Chansons pop parfaites

En 1990, Manchester règne en maître sur la planète pop, les Stone Roses et les Happy Mondays ont permis à la ville de rester dans la course après la pendaison du chanteur de Joy Division et la séparation des Smiths. Poursuivant le sillon creusé par New Order, faire danser une génération gavée d’ecstasy, le mouvement Madchester bat son plein et les suiveurs sont nombreux et aujourd’hui passablement oubliés (The Farm, Charlatans, Soup Dragons…).

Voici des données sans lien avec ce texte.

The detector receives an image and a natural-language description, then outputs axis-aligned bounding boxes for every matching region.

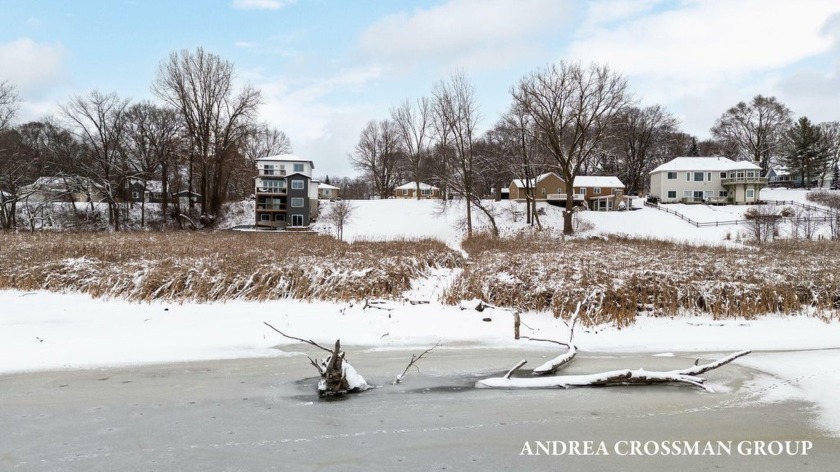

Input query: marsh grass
[0,232,461,302]
[445,231,840,326]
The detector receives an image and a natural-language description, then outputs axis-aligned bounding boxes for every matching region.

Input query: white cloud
[231,0,294,10]
[566,0,840,138]
[243,65,382,176]
[0,38,66,99]
[568,0,840,98]
[360,0,571,69]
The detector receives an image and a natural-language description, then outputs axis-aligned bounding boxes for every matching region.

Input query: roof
[394,182,440,190]
[257,154,315,169]
[572,175,624,188]
[510,172,563,188]
[650,157,761,174]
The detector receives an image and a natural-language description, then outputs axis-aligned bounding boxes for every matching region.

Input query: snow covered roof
[257,154,315,169]
[572,175,624,188]
[395,182,440,190]
[511,172,563,188]
[650,157,761,174]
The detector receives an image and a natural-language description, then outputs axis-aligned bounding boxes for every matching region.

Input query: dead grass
[0,232,461,302]
[446,235,840,326]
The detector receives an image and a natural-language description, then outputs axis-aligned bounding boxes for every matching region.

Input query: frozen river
[0,346,840,471]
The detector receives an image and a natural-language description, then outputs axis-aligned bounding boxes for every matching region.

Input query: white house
[650,157,767,204]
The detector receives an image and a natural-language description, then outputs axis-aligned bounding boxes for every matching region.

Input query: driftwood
[391,341,440,385]
[475,351,750,391]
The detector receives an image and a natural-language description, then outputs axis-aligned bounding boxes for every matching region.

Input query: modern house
[318,183,341,200]
[650,157,767,204]
[508,172,566,201]
[254,154,318,228]
[572,175,627,211]
[394,182,440,199]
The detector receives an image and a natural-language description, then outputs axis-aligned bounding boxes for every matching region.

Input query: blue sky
[0,0,840,176]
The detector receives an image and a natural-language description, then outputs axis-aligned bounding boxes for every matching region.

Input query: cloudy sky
[0,0,840,176]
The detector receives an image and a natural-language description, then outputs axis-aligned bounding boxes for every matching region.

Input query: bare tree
[152,48,261,214]
[607,105,676,194]
[350,120,403,198]
[391,97,432,200]
[61,90,132,231]
[125,102,183,226]
[0,80,20,131]
[322,200,356,241]
[712,95,792,175]
[432,73,499,237]
[511,61,628,234]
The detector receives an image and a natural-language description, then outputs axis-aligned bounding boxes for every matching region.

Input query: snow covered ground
[0,186,840,435]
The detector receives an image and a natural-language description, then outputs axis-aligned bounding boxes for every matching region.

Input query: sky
[0,0,840,177]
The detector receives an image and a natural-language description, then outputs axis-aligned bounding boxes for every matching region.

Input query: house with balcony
[650,157,767,204]
[254,154,318,229]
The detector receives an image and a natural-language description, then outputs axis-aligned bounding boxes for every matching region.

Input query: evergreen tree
[688,137,700,157]
[781,116,829,188]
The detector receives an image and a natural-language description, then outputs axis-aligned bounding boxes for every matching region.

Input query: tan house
[572,175,627,211]
[394,182,440,199]
[508,172,566,201]
[318,183,341,200]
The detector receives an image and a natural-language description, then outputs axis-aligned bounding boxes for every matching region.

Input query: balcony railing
[720,177,767,185]
[257,203,286,211]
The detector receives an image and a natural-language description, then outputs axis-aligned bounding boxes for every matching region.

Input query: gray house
[254,154,318,228]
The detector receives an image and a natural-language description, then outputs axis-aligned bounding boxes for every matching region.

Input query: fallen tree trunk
[475,351,750,391]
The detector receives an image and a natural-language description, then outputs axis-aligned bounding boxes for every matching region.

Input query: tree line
[0,48,291,230]
[349,65,840,234]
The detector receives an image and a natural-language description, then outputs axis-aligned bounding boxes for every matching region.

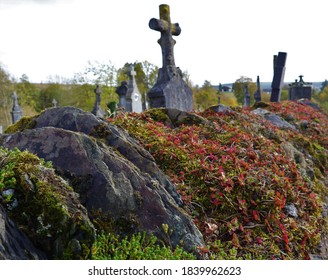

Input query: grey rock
[0,107,204,254]
[0,204,47,260]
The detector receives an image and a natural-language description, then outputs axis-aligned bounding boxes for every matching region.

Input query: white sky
[0,0,328,85]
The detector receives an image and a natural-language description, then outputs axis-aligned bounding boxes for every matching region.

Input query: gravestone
[126,65,142,113]
[115,81,128,110]
[243,84,251,107]
[148,5,193,111]
[11,91,22,123]
[288,75,312,100]
[91,85,105,118]
[270,52,287,102]
[52,98,58,108]
[254,76,261,102]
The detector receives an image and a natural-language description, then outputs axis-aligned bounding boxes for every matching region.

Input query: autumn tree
[193,81,219,111]
[233,76,256,104]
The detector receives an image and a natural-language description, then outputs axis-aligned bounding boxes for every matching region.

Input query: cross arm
[149,18,181,36]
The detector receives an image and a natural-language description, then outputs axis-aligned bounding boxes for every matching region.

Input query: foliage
[92,232,195,260]
[233,76,256,105]
[110,102,327,259]
[0,148,93,259]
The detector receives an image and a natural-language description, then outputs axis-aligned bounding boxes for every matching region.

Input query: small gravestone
[254,76,261,102]
[244,84,251,107]
[115,81,128,110]
[270,52,287,102]
[288,75,312,100]
[126,65,142,113]
[148,5,193,111]
[52,98,58,108]
[11,91,22,123]
[91,85,105,118]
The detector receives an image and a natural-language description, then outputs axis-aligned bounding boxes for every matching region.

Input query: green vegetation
[92,233,195,260]
[110,102,328,259]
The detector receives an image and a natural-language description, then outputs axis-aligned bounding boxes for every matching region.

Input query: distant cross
[149,4,181,70]
[52,98,58,108]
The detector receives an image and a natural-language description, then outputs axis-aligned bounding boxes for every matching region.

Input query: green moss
[4,116,37,134]
[0,149,94,259]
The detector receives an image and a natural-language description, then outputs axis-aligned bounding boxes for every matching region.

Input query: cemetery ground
[0,101,328,259]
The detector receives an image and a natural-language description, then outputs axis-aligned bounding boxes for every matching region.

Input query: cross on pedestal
[149,4,181,77]
[148,5,193,111]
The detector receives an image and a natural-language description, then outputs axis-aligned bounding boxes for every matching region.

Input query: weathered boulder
[0,107,203,254]
[0,204,46,260]
[0,149,95,259]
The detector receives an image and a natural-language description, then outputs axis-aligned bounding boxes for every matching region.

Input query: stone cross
[270,52,287,102]
[115,81,128,110]
[254,76,261,102]
[149,5,181,75]
[91,85,105,118]
[11,91,22,123]
[148,5,193,111]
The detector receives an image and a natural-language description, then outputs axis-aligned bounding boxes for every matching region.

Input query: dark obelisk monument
[270,52,287,102]
[288,75,312,100]
[254,76,261,102]
[148,5,193,111]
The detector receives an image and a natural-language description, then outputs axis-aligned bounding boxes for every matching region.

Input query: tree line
[0,61,328,128]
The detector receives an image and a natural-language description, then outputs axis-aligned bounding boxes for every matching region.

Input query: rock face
[0,205,46,260]
[0,107,203,258]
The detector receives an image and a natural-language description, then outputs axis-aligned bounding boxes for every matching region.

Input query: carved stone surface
[270,52,287,102]
[91,85,105,118]
[116,81,128,109]
[244,85,251,107]
[126,65,142,113]
[288,75,312,100]
[254,76,261,102]
[11,91,22,123]
[148,5,193,111]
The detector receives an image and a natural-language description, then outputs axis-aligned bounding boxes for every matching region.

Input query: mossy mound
[110,102,328,259]
[0,148,95,259]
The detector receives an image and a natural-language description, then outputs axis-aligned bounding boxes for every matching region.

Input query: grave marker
[288,75,312,100]
[11,91,22,124]
[115,81,128,110]
[254,76,261,102]
[243,84,251,107]
[148,5,193,111]
[91,85,105,118]
[126,65,142,113]
[270,52,287,102]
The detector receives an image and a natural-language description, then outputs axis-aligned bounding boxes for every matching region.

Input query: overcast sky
[0,0,328,85]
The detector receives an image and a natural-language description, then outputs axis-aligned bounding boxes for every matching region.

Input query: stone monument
[125,65,142,113]
[270,52,287,102]
[91,85,105,118]
[115,81,128,110]
[11,91,22,123]
[148,5,193,111]
[288,75,312,100]
[254,76,261,102]
[52,98,58,108]
[243,84,251,107]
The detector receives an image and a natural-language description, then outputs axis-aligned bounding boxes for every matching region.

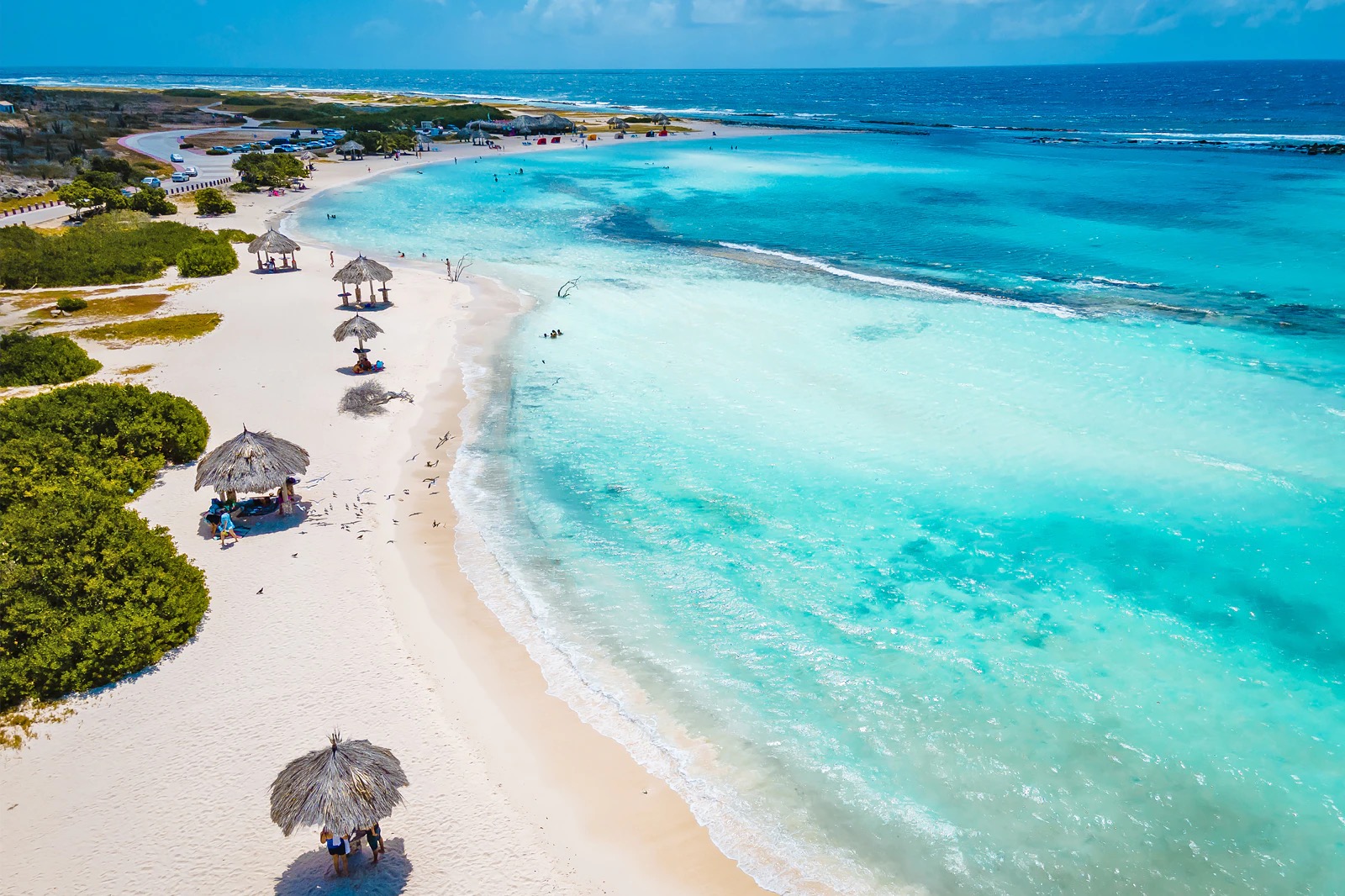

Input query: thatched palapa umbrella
[247,228,298,271]
[332,315,383,351]
[332,256,393,305]
[197,426,308,500]
[271,732,410,837]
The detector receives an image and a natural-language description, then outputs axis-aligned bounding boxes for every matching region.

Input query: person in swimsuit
[219,510,242,547]
[319,827,350,878]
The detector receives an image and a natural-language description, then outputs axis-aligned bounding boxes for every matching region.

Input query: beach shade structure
[271,732,410,837]
[195,426,308,502]
[332,256,393,305]
[247,228,298,273]
[332,315,383,351]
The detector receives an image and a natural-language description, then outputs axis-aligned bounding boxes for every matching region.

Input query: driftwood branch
[338,382,415,417]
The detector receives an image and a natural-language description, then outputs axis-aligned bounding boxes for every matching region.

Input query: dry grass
[0,704,76,750]
[76,312,224,345]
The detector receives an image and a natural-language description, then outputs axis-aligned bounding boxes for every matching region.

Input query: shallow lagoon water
[300,134,1345,894]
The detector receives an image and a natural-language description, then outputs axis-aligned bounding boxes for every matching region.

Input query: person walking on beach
[319,827,350,878]
[219,510,242,547]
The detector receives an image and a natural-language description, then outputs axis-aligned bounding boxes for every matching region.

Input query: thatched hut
[332,315,383,349]
[195,426,308,502]
[271,732,410,837]
[247,228,300,271]
[332,256,393,307]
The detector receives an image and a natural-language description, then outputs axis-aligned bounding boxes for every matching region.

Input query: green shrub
[177,241,238,277]
[193,187,238,215]
[0,331,103,386]
[0,211,219,289]
[0,385,208,709]
[234,152,308,187]
[130,187,177,218]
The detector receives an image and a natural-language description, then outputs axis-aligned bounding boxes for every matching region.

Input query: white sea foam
[720,242,1079,319]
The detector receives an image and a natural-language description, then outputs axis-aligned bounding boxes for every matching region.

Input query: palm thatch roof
[332,315,383,342]
[197,428,308,493]
[247,229,298,255]
[332,256,393,284]
[271,732,410,837]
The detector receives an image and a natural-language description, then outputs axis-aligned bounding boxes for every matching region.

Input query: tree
[234,152,308,187]
[0,329,103,386]
[130,187,177,218]
[56,180,98,217]
[197,187,238,215]
[177,240,238,277]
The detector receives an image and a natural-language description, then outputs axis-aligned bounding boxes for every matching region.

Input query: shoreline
[0,118,785,896]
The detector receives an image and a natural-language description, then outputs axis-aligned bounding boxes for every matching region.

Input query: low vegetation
[0,331,103,384]
[0,385,210,710]
[76,312,222,343]
[0,211,236,289]
[177,241,238,277]
[193,187,238,217]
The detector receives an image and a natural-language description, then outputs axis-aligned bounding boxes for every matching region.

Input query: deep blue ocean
[15,62,1345,896]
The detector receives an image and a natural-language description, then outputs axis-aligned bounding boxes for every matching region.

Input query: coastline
[0,120,780,894]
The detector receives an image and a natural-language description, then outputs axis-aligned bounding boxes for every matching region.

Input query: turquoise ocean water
[298,133,1345,896]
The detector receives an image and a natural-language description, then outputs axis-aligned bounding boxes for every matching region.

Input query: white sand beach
[0,126,785,896]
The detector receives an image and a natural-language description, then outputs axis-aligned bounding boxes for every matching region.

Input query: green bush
[0,211,219,289]
[193,187,238,215]
[0,331,103,386]
[0,385,210,709]
[234,152,308,187]
[177,241,238,277]
[130,187,177,218]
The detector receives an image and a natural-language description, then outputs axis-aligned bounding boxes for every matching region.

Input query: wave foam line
[718,242,1080,319]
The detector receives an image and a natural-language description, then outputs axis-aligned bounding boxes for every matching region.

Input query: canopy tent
[247,228,300,271]
[332,256,393,307]
[195,426,308,502]
[271,732,410,837]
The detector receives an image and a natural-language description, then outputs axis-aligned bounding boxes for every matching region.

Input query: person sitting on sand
[219,510,242,547]
[319,827,350,878]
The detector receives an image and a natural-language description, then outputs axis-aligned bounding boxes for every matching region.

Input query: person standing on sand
[319,827,350,878]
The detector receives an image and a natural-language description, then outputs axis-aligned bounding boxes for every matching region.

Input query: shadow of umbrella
[276,837,412,896]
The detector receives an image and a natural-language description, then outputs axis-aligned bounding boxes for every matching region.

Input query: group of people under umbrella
[195,230,409,876]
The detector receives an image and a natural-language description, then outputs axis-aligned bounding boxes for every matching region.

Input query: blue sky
[0,0,1345,69]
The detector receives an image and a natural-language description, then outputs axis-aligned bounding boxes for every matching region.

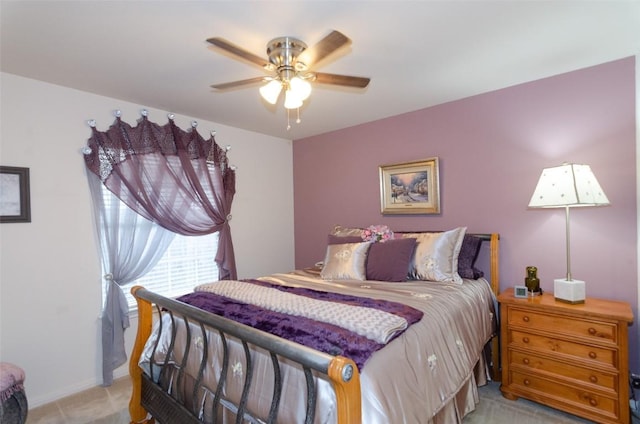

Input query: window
[101,185,219,309]
[122,233,218,309]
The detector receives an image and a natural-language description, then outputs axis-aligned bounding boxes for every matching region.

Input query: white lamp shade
[284,89,302,109]
[260,80,282,105]
[529,163,609,208]
[289,77,311,101]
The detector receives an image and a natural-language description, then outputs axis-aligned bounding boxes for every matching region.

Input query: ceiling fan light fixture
[260,79,282,105]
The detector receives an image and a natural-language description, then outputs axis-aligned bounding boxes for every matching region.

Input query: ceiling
[0,0,640,140]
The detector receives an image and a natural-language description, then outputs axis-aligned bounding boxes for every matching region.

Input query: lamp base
[553,278,586,304]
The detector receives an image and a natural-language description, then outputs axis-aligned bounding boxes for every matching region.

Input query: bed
[129,226,499,424]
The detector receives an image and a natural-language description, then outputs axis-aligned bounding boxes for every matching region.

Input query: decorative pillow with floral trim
[402,227,467,284]
[458,234,484,280]
[367,238,417,282]
[320,242,371,280]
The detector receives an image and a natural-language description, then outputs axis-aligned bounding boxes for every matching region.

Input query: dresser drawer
[508,308,618,345]
[508,330,618,371]
[508,350,618,396]
[510,371,620,420]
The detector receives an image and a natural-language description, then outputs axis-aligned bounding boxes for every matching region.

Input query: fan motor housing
[267,37,307,69]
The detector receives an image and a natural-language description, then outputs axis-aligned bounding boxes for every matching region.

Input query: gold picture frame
[379,157,440,214]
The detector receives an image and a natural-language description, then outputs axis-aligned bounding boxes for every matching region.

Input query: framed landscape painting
[0,166,31,222]
[379,157,440,214]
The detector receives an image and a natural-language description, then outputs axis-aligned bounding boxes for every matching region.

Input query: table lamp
[529,162,609,303]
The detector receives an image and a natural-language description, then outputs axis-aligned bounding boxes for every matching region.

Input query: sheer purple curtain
[84,111,237,384]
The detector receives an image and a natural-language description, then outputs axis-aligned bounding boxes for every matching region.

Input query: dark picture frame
[0,166,31,223]
[379,157,440,214]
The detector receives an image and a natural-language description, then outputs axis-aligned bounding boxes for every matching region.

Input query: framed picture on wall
[0,166,31,222]
[379,157,440,214]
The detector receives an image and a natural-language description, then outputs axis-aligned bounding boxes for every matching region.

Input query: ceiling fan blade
[207,37,270,68]
[314,72,371,88]
[211,76,269,90]
[296,31,351,69]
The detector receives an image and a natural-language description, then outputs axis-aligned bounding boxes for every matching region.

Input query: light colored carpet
[464,382,591,424]
[27,377,640,424]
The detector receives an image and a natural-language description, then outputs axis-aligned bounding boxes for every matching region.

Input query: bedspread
[140,272,495,424]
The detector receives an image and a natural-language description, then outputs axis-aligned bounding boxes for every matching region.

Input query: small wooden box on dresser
[498,289,633,424]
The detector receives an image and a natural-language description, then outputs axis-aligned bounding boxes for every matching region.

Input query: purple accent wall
[293,57,640,372]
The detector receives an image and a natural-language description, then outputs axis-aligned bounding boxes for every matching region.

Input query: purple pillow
[328,234,363,244]
[367,238,416,281]
[458,234,484,280]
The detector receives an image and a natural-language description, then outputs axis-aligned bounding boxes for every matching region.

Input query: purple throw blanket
[178,280,423,370]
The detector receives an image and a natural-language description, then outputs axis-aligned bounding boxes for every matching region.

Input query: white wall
[0,73,294,407]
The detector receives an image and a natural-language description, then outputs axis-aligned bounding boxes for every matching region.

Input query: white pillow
[320,243,371,280]
[402,227,467,284]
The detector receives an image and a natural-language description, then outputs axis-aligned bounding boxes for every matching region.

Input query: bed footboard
[129,286,361,424]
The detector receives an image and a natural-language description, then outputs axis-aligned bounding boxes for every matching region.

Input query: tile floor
[27,376,131,424]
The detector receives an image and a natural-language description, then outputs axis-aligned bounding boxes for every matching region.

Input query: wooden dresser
[498,289,633,424]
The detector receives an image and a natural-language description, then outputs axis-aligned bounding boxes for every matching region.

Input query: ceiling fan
[207,31,370,121]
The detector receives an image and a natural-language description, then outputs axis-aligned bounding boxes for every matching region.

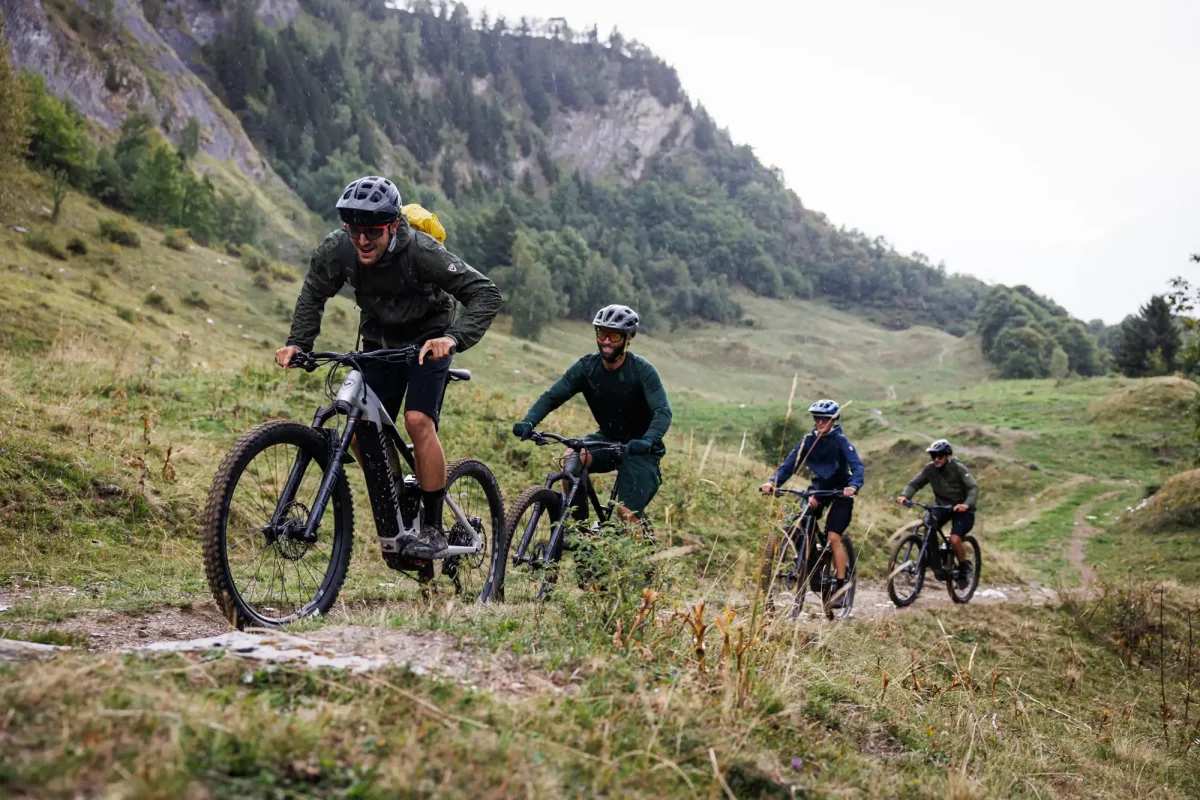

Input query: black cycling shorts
[806,498,854,536]
[930,511,974,537]
[362,341,454,431]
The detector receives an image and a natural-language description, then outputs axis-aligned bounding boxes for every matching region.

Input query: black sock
[421,488,446,528]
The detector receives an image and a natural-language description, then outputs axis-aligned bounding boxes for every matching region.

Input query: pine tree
[1141,295,1181,372]
[480,205,517,270]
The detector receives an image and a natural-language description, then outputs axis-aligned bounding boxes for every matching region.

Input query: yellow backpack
[400,203,446,245]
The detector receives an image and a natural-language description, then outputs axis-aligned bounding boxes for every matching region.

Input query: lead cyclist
[275,175,504,558]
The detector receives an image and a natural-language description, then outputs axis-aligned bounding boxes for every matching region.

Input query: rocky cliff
[0,0,276,180]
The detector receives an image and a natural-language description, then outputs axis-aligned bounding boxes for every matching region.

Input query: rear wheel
[946,535,983,603]
[494,486,562,603]
[200,420,354,628]
[888,528,925,608]
[442,458,506,603]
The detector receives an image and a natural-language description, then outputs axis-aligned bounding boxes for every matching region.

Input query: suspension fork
[304,410,362,542]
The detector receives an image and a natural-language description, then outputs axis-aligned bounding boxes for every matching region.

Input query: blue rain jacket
[770,425,863,489]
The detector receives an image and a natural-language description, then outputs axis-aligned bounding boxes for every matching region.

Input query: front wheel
[946,535,983,603]
[200,420,354,628]
[494,486,563,603]
[821,535,858,619]
[888,528,925,608]
[442,458,505,603]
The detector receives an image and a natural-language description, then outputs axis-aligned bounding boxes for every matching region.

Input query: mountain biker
[760,399,864,608]
[896,439,979,589]
[275,175,504,558]
[512,305,671,527]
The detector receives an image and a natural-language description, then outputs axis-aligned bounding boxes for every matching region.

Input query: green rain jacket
[287,216,504,353]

Hors du temps, hors des modes, un drôle de gaillard va venir replacer Liverpool, la voisine rivale, sur la carte de la pop, le temps d’un album parfait, The La’s. Un petit tour et puis il s’en ira, incapable de donner une suite à cette série de chansons ouvragée à l’ancienne.

Fan absolu des Stones, Kinks, Beatles et des Who, Lee Mavers, le leader des La’s, veut un enregistrement qui sonne comme dans les sixties. Il épuise plusieurs producteurs, fait traîner la sortie du disque. Finalement, quand celui-ci débarque, Mavers déclare qu’il ne faut pas l’acheter, que c’est une merde technologique. Evidemment, il est le seul à entendre de la technologie dans cet album au son intemporel. Il suffit d’écouter les Happy Mondays pour s’apercevoir, malheureusement, combien leur son a vieilli aujourd’hui alors que les La’s sonnent en 2016 comme en 1990, comme en 1965.

Obnubilé par l’idée de réenregistrer son disque, il oublie de créer de nouvelles chansons et à part une série de prestations live assez minables il y a quelques années, il parait qu’il erre dans les rues de Liverpool, bouffé par l’alcool et qu’il ressemble à Yasser Arafat (mort ou vivant, on ne sait pas !).

Bref, toujours est-il que quelques membres de son groupe, lassés de l’attendre, s’en iront former Cast et grossir les rangs de la Brit-Pop.

Un critique de rock génial et lucide a déclaré il y a quelques mois qu’il y a plus dans l’unique album des La’s que dans tout Oasis. Evidemment, il avait tort. Il y a mieux encore, aucune traces de gras, aucun morceau s’étirant dans des solos inutiles, aucune pose crâneuse et légèrement stupide. Par contre, il y a la même coupe de cheveux.

Avec There She Goes, les La’s reprennent les choses là où les Byrds les avaient laissées en 1965 avec Mr Tambourine Man, arpèges mirifiques, mélodie légère, concision.

Arrivés trop tôt, coincés entre le mouvement Madchester et l’arrivée du Grunge, les La’s ne profiteront pas du mouvement Brit-Pop qui envahira les charts à partir de 1993 (Suede, Blur, Oasis, Pulp et d’autres…). Dommage pour eux.